Abstract

Most reverse transcriptase and protease inhibitors used in highly active antiretroviral therapy for treating human immunodeficiency virus (HIV) infections exhibit poor penetration into the brain, raising the concern that the brain may be a sanctuary site for the development of resistant HIV variants. This study explores the relationship between the dose and plasma and brain concentrations of zosuquidar and the effect of this selective P-glycoprotein inhibitor on central nervous system penetration of the HIV protease inhibitor nelfinavir maintained at steady state by intravenous infusions in rats. Nelfinavir was infused (10 mg/kg/h) for up to 10 h with or without concurrent administration of an intravenous bolus dose of 2, 6, or 20 mg/kg zosuquidar given at 4 h. Brain tissue and plasma were analyzed for both drug concentrations. Brain tissue/plasma nelfinavir concentration ratios (uncorrected for the vascular contribution) increased nonlinearly with zosuquidar dose from 0.06 ± 0.03 in the absence of zosuquidar and 0.09 ± 0.02 between 2 and 6 h after 2 mg/kg zosuquidar to 0.85 ± 0.19 after 6 mg/kg and 1.58 ± 0.67 after 20 mg/kg zosuquidar.
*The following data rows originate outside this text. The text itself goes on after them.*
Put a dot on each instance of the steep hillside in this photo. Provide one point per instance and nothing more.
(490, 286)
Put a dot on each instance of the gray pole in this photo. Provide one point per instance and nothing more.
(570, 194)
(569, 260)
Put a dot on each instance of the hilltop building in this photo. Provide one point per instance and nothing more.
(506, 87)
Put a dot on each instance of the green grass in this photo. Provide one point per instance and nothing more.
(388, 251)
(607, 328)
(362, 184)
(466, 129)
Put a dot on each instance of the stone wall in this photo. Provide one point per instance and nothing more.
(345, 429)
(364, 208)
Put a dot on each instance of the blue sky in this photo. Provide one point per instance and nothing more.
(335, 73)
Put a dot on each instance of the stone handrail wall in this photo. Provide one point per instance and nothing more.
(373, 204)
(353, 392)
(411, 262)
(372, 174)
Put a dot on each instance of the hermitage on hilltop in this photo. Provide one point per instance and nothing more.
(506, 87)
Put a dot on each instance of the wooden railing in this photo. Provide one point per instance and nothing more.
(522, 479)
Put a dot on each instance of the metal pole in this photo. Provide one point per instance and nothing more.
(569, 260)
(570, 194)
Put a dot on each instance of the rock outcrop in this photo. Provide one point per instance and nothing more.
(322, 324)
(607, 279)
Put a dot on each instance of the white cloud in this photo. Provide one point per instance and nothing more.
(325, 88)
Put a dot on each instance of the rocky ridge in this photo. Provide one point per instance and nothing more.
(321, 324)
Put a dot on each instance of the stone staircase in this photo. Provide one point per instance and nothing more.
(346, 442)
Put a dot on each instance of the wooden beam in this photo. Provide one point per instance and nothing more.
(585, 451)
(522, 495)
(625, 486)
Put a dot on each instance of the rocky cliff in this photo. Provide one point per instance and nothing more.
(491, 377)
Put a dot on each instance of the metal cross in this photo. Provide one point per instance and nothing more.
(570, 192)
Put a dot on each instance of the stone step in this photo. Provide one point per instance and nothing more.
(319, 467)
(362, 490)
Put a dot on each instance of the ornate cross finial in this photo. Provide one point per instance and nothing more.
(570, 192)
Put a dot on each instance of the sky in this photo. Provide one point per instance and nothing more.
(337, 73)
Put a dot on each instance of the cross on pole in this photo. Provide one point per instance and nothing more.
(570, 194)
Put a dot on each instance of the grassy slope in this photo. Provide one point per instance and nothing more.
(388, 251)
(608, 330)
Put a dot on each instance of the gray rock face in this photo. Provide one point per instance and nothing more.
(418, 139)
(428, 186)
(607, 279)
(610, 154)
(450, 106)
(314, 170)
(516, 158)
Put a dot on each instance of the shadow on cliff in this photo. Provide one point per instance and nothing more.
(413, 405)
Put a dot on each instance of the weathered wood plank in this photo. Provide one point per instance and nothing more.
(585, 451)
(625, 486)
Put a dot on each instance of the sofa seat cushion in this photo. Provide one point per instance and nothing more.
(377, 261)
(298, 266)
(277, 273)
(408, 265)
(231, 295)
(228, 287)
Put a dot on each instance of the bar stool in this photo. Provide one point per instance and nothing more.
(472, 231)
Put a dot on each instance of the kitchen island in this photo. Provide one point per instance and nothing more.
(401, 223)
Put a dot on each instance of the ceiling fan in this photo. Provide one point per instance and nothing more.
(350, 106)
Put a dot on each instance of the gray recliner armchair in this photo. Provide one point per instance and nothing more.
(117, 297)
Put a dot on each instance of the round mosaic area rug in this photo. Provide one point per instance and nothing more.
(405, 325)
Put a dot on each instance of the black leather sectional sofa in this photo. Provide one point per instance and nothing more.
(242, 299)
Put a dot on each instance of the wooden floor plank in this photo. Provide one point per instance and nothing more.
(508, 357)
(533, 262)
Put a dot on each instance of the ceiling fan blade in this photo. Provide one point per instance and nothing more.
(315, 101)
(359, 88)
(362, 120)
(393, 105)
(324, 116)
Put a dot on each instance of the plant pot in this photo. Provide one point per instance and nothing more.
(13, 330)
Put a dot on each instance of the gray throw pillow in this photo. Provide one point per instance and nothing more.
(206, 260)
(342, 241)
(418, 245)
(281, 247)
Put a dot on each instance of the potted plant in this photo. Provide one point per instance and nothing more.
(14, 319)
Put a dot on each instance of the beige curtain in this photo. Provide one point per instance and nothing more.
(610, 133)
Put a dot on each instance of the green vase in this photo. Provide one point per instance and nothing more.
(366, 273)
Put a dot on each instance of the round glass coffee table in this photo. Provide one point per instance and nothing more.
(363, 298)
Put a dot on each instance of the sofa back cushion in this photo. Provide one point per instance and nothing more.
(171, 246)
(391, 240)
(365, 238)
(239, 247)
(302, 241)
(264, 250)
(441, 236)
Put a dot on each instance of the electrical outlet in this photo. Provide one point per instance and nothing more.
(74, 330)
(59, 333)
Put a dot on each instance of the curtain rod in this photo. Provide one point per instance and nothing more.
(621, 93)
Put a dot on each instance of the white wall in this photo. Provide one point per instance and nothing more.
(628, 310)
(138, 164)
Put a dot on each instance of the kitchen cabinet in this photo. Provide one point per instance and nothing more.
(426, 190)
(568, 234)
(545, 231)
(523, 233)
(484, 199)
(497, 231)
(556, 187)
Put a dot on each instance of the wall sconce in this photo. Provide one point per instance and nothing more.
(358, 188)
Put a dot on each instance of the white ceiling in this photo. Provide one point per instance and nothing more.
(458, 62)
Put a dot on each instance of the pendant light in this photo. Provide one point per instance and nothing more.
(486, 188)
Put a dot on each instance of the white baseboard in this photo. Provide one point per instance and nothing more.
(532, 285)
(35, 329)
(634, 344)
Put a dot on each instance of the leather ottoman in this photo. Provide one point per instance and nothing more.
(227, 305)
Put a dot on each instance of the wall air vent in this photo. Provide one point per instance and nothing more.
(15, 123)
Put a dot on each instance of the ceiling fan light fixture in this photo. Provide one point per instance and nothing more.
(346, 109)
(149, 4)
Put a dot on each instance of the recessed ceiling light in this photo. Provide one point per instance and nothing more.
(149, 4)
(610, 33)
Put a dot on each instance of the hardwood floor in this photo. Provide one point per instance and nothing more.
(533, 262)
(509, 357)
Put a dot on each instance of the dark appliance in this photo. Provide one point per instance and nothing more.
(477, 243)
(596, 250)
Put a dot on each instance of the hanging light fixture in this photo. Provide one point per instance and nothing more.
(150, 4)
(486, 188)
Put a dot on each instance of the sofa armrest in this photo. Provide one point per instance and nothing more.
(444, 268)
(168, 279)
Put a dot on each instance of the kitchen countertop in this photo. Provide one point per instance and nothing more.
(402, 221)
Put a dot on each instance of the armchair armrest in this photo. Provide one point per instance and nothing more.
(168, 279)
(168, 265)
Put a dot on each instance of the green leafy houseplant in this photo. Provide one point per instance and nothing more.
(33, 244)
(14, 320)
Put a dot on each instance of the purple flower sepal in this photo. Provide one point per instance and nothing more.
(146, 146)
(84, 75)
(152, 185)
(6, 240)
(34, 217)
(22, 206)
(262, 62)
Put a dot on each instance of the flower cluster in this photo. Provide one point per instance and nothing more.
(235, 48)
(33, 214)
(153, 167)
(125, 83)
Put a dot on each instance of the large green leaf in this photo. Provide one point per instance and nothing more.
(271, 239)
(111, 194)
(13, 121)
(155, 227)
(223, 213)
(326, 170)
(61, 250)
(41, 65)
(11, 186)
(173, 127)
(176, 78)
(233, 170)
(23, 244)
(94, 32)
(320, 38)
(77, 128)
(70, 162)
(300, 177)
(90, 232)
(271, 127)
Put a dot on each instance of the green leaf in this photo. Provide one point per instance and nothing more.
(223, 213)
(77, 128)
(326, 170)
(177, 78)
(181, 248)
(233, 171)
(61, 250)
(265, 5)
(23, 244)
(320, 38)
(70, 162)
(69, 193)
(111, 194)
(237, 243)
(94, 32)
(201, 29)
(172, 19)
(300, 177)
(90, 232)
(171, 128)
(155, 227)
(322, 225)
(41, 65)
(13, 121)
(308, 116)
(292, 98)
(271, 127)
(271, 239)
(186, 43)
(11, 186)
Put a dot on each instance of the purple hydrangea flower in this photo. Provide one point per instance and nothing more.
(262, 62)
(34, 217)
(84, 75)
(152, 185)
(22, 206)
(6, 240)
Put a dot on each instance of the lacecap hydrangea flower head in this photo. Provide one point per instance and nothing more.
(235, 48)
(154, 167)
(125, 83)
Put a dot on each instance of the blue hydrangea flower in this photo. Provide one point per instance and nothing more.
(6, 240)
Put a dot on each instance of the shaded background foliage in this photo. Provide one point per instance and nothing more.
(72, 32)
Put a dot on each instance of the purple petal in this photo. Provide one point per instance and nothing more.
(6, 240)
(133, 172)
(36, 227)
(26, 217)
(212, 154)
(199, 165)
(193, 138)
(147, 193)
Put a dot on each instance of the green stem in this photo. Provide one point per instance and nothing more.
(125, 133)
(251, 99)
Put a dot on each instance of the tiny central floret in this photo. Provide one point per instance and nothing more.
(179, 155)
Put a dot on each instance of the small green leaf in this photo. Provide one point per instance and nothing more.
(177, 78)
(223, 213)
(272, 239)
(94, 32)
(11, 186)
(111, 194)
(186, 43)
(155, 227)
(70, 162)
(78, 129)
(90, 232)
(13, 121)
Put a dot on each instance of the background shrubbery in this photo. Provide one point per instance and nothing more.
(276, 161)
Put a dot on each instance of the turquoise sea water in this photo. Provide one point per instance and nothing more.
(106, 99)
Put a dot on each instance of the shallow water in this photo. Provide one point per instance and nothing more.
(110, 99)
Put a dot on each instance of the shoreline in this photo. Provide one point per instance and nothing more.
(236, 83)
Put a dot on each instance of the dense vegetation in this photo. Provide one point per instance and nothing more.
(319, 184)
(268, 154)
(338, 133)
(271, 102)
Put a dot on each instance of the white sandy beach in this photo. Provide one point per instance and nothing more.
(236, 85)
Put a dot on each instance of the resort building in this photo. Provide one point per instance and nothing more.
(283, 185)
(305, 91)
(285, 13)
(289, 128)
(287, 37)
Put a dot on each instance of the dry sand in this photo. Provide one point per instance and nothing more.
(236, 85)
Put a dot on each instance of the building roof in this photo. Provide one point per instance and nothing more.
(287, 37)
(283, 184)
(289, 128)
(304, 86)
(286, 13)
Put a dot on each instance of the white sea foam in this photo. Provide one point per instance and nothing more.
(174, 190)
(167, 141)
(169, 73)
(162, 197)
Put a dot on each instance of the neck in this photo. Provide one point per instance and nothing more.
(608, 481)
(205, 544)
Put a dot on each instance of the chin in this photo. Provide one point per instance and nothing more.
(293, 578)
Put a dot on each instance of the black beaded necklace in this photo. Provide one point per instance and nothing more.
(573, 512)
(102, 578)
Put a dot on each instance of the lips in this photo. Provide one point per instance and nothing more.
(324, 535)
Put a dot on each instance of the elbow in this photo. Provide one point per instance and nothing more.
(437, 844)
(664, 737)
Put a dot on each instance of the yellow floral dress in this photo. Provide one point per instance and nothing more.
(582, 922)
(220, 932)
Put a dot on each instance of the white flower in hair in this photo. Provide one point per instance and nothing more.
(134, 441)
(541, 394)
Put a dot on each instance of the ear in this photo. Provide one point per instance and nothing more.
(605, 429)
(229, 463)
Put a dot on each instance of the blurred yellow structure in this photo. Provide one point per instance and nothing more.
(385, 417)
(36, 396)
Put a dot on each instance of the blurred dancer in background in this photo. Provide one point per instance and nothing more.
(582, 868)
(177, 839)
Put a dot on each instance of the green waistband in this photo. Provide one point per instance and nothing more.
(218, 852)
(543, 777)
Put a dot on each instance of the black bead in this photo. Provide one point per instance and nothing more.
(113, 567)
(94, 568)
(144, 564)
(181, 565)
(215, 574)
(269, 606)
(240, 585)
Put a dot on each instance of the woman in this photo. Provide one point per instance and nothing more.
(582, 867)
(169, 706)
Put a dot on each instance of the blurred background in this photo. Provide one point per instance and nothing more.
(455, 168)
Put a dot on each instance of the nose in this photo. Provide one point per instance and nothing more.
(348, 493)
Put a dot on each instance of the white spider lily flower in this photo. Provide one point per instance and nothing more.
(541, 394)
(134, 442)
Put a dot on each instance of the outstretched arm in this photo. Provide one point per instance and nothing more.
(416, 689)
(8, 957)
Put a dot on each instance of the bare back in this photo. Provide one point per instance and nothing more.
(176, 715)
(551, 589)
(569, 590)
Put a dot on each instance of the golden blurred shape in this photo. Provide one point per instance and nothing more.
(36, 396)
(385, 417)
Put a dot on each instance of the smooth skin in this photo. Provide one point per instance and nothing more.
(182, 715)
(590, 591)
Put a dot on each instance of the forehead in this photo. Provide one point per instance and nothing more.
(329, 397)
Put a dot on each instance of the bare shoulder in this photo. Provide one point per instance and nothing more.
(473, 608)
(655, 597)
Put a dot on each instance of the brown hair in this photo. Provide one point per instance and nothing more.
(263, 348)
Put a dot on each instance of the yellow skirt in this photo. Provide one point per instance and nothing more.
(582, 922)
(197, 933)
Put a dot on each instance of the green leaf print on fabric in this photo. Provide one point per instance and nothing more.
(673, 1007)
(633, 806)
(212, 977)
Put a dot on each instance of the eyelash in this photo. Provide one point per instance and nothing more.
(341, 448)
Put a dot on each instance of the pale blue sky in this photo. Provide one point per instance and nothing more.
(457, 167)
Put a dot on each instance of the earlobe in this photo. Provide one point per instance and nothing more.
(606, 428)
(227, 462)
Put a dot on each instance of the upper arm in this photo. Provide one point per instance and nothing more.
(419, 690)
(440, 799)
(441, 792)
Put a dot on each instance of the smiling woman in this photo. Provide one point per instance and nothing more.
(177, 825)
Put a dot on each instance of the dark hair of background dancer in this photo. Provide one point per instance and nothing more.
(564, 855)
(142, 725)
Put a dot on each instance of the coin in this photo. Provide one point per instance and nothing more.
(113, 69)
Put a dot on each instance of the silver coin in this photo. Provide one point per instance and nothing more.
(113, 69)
Zosuquidar brain tissue/plasma concentration ratios exhibited a similar abrupt increase from 2.8 ± 0.3 after a 2 mg/kg dose to ∼15 after the 6 and 20 mg/kg doses. The apparent threshold in the plasma concentration of zosuquidar necessary to produce significant enhancement in brain uptake of nelfinavir appears to be close to the plasma concentrations associated with the maximum tolerated dose reported in the literature after repeated dosing of zosuquidar in patients.